The lack of horse showing has been upsetting for some people, and shows starting back up seem to be very popular — a few A shows in this area have “sold out,” meaning they are limiting entries and have already hit those limits for a few shows in mid-June. I completely understand that horse showing was and is a primary motivating force for riders, so it doesn’t surprise me that people are excited for showing to start back up. Even with major international tours canceling the rest of their dates, horse shows in the U.S. are pressing forward. Horse show ecosystems employ a lot of people and provide a fun social outlet for many, many riders. I am happy for all of those people whose lives will hopefully get back to “normal” or at least some kind of “new normal” very soon.

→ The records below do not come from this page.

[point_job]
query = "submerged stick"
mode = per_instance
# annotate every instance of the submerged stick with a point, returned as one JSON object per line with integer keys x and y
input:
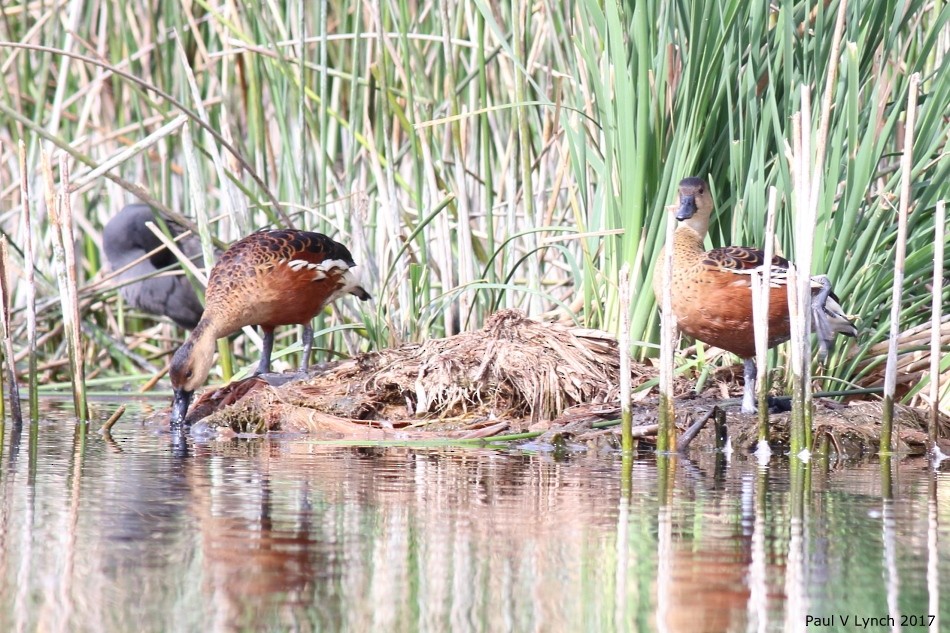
{"x": 940, "y": 226}
{"x": 7, "y": 333}
{"x": 107, "y": 427}
{"x": 900, "y": 255}
{"x": 626, "y": 415}
{"x": 32, "y": 372}
{"x": 666, "y": 438}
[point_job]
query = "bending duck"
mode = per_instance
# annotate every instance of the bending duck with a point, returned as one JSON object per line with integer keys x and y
{"x": 269, "y": 278}
{"x": 712, "y": 291}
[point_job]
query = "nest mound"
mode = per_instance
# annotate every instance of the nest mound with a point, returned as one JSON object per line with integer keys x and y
{"x": 514, "y": 368}
{"x": 513, "y": 375}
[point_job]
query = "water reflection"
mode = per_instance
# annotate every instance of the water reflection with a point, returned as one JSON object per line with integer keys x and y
{"x": 249, "y": 535}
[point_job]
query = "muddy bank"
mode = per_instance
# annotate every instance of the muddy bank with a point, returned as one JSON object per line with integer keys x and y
{"x": 515, "y": 375}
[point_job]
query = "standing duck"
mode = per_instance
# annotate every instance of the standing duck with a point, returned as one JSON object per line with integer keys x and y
{"x": 126, "y": 239}
{"x": 712, "y": 290}
{"x": 269, "y": 278}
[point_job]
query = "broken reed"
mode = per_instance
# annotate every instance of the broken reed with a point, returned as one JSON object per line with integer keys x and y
{"x": 626, "y": 415}
{"x": 29, "y": 267}
{"x": 940, "y": 227}
{"x": 900, "y": 256}
{"x": 761, "y": 286}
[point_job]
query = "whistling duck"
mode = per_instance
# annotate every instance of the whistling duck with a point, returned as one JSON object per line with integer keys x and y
{"x": 269, "y": 278}
{"x": 126, "y": 239}
{"x": 712, "y": 291}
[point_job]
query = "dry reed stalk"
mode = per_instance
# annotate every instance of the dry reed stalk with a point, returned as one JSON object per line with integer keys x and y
{"x": 800, "y": 344}
{"x": 940, "y": 227}
{"x": 890, "y": 373}
{"x": 666, "y": 439}
{"x": 60, "y": 217}
{"x": 761, "y": 283}
{"x": 92, "y": 178}
{"x": 7, "y": 333}
{"x": 626, "y": 415}
{"x": 28, "y": 258}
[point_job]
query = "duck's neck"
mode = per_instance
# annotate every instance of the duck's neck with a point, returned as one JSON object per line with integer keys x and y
{"x": 687, "y": 240}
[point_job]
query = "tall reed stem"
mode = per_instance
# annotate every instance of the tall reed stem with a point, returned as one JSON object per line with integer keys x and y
{"x": 890, "y": 371}
{"x": 29, "y": 267}
{"x": 940, "y": 228}
{"x": 761, "y": 284}
{"x": 666, "y": 438}
{"x": 626, "y": 415}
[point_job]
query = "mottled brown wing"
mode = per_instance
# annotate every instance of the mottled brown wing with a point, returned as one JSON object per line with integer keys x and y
{"x": 739, "y": 258}
{"x": 312, "y": 247}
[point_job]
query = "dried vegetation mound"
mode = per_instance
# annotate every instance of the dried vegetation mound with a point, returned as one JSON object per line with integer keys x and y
{"x": 514, "y": 367}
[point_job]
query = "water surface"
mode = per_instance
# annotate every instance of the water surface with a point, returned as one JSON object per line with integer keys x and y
{"x": 288, "y": 534}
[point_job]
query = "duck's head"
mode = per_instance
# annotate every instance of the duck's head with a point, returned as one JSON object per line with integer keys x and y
{"x": 695, "y": 206}
{"x": 189, "y": 369}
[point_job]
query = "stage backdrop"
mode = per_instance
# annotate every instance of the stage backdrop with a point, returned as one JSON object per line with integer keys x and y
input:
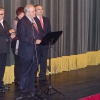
{"x": 79, "y": 20}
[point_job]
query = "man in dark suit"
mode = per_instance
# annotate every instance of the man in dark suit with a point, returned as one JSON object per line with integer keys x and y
{"x": 27, "y": 51}
{"x": 5, "y": 32}
{"x": 42, "y": 51}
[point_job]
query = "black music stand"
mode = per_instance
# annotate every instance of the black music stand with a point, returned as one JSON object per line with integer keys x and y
{"x": 50, "y": 39}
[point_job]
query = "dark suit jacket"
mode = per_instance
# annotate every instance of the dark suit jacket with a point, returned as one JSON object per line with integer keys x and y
{"x": 47, "y": 27}
{"x": 25, "y": 35}
{"x": 4, "y": 37}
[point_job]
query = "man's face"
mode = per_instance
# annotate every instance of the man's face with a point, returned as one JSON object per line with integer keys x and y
{"x": 39, "y": 10}
{"x": 31, "y": 12}
{"x": 21, "y": 15}
{"x": 2, "y": 13}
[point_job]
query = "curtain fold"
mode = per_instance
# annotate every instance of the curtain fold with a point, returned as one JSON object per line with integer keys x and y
{"x": 78, "y": 19}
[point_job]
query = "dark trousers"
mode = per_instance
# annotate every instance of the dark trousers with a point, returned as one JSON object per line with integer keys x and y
{"x": 18, "y": 65}
{"x": 28, "y": 74}
{"x": 3, "y": 58}
{"x": 42, "y": 52}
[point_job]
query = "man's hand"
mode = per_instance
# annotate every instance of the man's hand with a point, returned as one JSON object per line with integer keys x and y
{"x": 11, "y": 31}
{"x": 38, "y": 41}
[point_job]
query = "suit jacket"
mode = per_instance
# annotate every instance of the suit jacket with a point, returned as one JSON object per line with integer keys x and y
{"x": 4, "y": 37}
{"x": 47, "y": 27}
{"x": 25, "y": 33}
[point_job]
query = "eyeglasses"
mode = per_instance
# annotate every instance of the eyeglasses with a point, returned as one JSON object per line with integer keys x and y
{"x": 2, "y": 14}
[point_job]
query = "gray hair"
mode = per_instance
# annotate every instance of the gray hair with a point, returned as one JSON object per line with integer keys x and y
{"x": 27, "y": 7}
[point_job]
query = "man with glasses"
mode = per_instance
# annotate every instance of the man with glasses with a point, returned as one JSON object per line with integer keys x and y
{"x": 27, "y": 52}
{"x": 5, "y": 32}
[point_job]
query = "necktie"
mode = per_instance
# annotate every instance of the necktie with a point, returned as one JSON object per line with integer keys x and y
{"x": 41, "y": 21}
{"x": 35, "y": 26}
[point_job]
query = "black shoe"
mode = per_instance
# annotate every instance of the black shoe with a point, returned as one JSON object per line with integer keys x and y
{"x": 2, "y": 90}
{"x": 24, "y": 95}
{"x": 17, "y": 84}
{"x": 32, "y": 94}
{"x": 4, "y": 87}
{"x": 44, "y": 81}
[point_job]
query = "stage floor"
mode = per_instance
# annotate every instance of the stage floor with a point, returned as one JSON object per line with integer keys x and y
{"x": 74, "y": 84}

But horse shows don’t motivate me. Not at all. They may have at one time, but they don’t now and never really have in my adult life. So I’ve been thinking about what does motivate me, and whether I can even articulate this, or put some kind of label or name on the driving forces that get me to the barn almost every day. Strong emotional connections with animals calm me down on most days. Riding is good exercise. Being outdoors is a relief after a 9-hour slog at a desk. I am pretty sure even just looking at Eli lowers my blood pressure. (Unless he is sick or injured.) Cantering around over sticks is a fun thing. It looks like I have this laundry list of superficial motivations, but is that … it?

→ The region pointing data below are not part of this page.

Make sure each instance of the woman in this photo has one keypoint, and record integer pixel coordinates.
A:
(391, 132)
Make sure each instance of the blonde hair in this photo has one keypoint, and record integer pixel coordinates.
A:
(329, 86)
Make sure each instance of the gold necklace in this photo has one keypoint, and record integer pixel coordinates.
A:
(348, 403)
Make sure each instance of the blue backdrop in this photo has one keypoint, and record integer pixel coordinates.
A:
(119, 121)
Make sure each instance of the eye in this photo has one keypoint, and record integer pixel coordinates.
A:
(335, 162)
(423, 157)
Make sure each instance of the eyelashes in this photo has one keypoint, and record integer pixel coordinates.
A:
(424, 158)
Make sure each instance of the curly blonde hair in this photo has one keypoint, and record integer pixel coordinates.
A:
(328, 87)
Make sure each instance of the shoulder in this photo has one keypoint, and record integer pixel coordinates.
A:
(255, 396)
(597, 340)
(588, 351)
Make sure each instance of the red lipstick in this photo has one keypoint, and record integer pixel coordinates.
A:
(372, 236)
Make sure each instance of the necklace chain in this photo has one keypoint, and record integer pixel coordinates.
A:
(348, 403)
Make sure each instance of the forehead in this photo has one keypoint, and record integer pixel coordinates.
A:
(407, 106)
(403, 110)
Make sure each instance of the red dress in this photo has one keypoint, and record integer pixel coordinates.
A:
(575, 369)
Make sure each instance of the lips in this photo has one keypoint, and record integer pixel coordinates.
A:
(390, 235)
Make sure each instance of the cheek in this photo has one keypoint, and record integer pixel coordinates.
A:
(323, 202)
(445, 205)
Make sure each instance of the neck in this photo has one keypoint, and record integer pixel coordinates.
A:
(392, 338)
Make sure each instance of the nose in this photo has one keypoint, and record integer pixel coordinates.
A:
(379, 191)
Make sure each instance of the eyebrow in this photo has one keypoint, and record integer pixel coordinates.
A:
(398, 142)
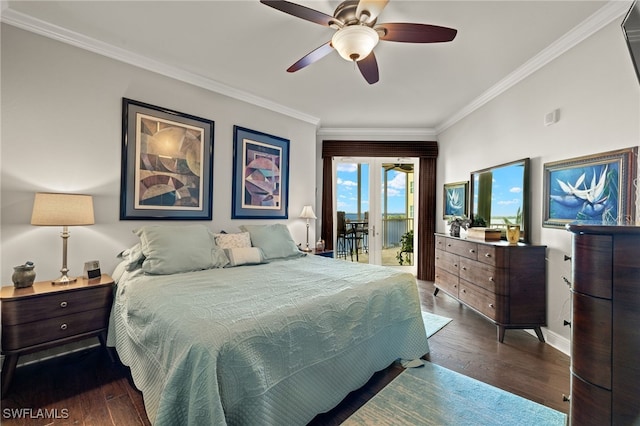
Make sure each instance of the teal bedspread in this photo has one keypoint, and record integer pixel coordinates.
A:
(269, 344)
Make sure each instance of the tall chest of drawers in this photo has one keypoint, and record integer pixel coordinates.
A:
(605, 325)
(505, 283)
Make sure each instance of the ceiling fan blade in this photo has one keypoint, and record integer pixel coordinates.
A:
(416, 33)
(369, 68)
(370, 8)
(300, 11)
(312, 57)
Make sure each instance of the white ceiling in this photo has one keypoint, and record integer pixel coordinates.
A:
(242, 48)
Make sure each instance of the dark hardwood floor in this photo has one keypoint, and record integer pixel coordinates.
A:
(85, 388)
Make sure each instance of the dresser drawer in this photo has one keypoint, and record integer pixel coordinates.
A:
(29, 309)
(447, 281)
(486, 276)
(491, 255)
(591, 336)
(485, 302)
(592, 264)
(47, 330)
(463, 248)
(447, 261)
(595, 403)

I am thinking the strong emotional connection to animals is the primary motivating force for me. I would much rather talk to my dog or my horse than a person. My big and small mammalian companions seem to get me, to accept me. Not that they really have a choice, of course. But early on with Eli especially I am fairly certain he wanted me to be his person. And the humans around us that saw us working together said all kinds of encouraging things a long these lines well before I owned him. I started worrying about his future if he didn’t have me in it. How can a horse make a person feel this way? Is it not odd? But what would a life without such empathetic creatures be?
I cannot remember a time when I did not feel an innate connection to animals. That I have had so many meaningful partnerships with horses continues to amaze me. Eli’s ability to communicate with me so clearly about all kinds of things amazes me, too. Secondary to the emotional connection I feel to this horse is perhaps the other motivating factor: what will Eli teach me next?